Big Jake had been in Ms. Wolff’s company when he had died almost a century ago. During one of Doc’s adventures as a ghost medium in the boarding house Big Jake had built, Doc had witnessed this scene and more through the dead man’s eyes. I shivered just remembering that séance and how close we’d come to losing Doc in the past for good.
“You’re positive this is her?”
He nodded again.
“How can you be so sure?”
“If you saw an old black and white picture of John Wayne, would you know it’s the Duke?”
“Of course. But I’ve seen the Duke hundreds of times on TV.”
“Ms. Wolff was hovering over Big Jake while he died. Her face is sort of stuck in my mind, the stricken look of pain over losing him still fresh.”

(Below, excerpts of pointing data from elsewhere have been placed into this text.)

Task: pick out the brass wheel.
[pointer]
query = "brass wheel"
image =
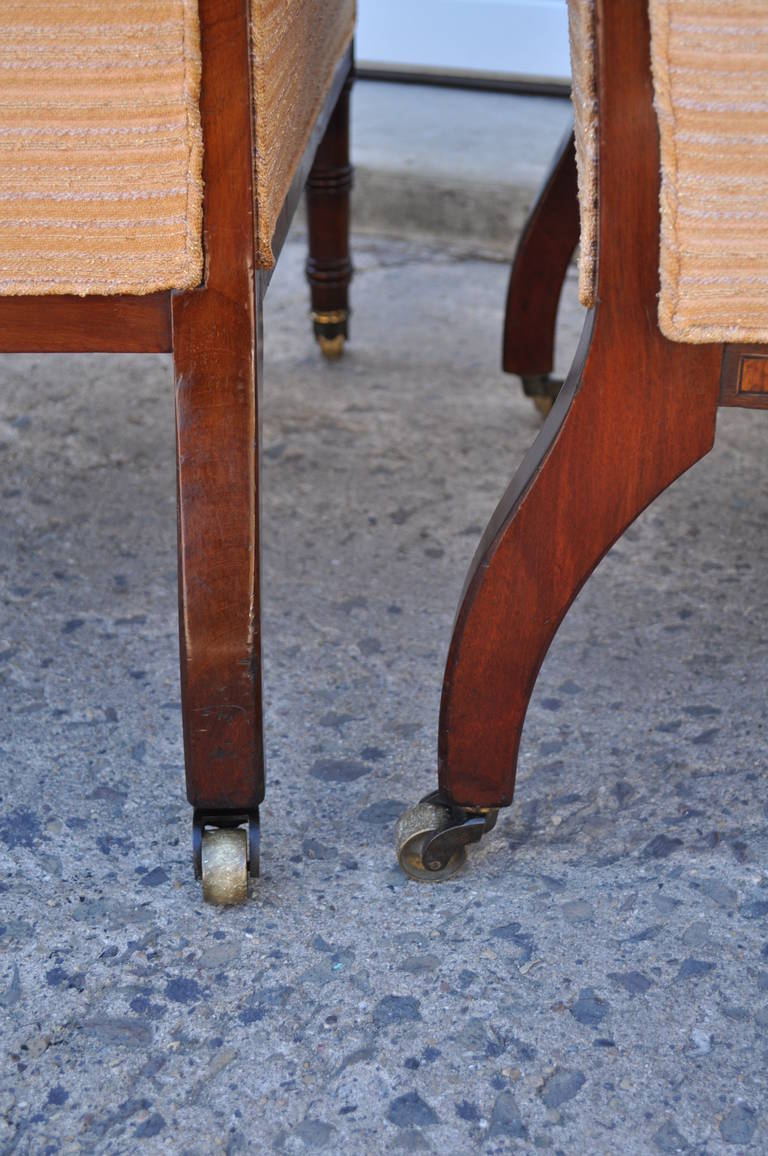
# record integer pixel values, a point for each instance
(224, 866)
(413, 831)
(332, 348)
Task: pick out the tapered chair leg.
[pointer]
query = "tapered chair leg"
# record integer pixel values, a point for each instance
(329, 267)
(541, 259)
(218, 369)
(636, 410)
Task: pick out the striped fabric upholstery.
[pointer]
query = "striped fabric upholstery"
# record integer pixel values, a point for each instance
(101, 149)
(710, 69)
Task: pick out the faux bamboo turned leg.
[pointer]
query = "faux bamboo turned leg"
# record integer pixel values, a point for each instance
(329, 267)
(216, 354)
(541, 259)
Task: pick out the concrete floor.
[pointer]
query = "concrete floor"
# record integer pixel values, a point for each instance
(596, 980)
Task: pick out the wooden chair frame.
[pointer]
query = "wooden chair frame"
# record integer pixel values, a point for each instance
(636, 410)
(214, 333)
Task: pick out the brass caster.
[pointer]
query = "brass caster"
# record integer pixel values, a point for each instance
(413, 831)
(224, 866)
(331, 331)
(432, 838)
(543, 390)
(332, 348)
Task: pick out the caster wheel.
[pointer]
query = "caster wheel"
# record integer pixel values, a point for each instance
(332, 348)
(412, 832)
(224, 866)
(541, 390)
(331, 331)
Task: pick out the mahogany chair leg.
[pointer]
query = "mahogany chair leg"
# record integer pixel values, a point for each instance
(635, 412)
(329, 267)
(541, 259)
(216, 332)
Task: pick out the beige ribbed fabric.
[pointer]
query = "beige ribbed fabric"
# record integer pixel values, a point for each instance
(100, 146)
(296, 47)
(581, 14)
(710, 76)
(101, 150)
(710, 80)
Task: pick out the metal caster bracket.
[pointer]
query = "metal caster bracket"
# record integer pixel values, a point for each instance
(432, 838)
(226, 850)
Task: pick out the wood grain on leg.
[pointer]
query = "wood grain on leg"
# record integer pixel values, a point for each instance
(329, 267)
(544, 252)
(635, 412)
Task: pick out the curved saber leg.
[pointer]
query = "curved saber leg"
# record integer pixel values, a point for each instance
(636, 410)
(536, 280)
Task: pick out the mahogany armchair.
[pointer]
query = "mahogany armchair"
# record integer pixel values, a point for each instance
(153, 154)
(672, 168)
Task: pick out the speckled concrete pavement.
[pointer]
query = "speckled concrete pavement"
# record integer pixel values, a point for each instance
(595, 982)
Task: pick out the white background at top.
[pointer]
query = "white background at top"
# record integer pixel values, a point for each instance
(516, 37)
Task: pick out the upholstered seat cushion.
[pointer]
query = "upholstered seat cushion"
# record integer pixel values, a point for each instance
(101, 149)
(710, 67)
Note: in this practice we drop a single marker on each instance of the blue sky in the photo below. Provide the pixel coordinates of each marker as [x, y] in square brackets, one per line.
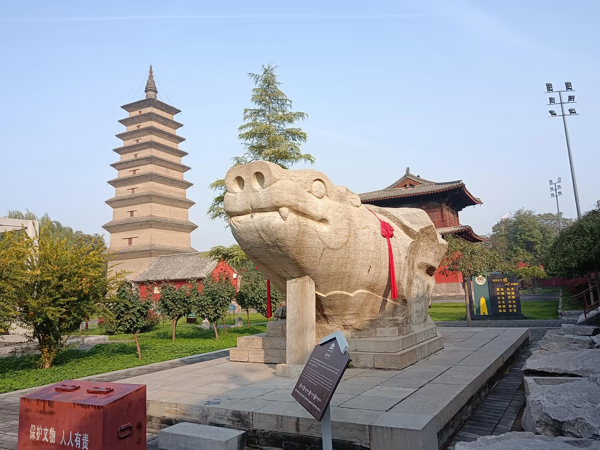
[452, 88]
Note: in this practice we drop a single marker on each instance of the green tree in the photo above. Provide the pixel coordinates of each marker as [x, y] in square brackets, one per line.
[471, 259]
[214, 301]
[130, 314]
[267, 133]
[176, 302]
[530, 276]
[232, 255]
[577, 249]
[526, 236]
[53, 284]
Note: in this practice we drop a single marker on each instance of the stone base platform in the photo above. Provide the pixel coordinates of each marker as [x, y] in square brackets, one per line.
[381, 348]
[418, 408]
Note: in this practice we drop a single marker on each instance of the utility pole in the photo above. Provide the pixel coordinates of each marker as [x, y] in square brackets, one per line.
[572, 112]
[555, 191]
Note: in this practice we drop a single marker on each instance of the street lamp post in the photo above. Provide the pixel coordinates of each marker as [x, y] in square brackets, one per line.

I stared at the photo again, searching the background with this new information in mind. That back wall with the clothing and sign about hats struck a chord. “That’s it!”
“What?”
“The different sized clothing and shoes in her closet, and all of those hat boxes full of fancy hats. They were from when she ran this store.” There’d been dresses and shoes from various time periods. I’d thought maybe they were clothes from the costume room of the Homestake Opera House up in Lead. Turned out they were just leftover stock.
“That makes sense.” Doc took the book back from me, rubbing his jaw as he scrutinized the photo. “I was able to go back through some of the history books at the library and figure out which building this store operated out of and what’s there now.”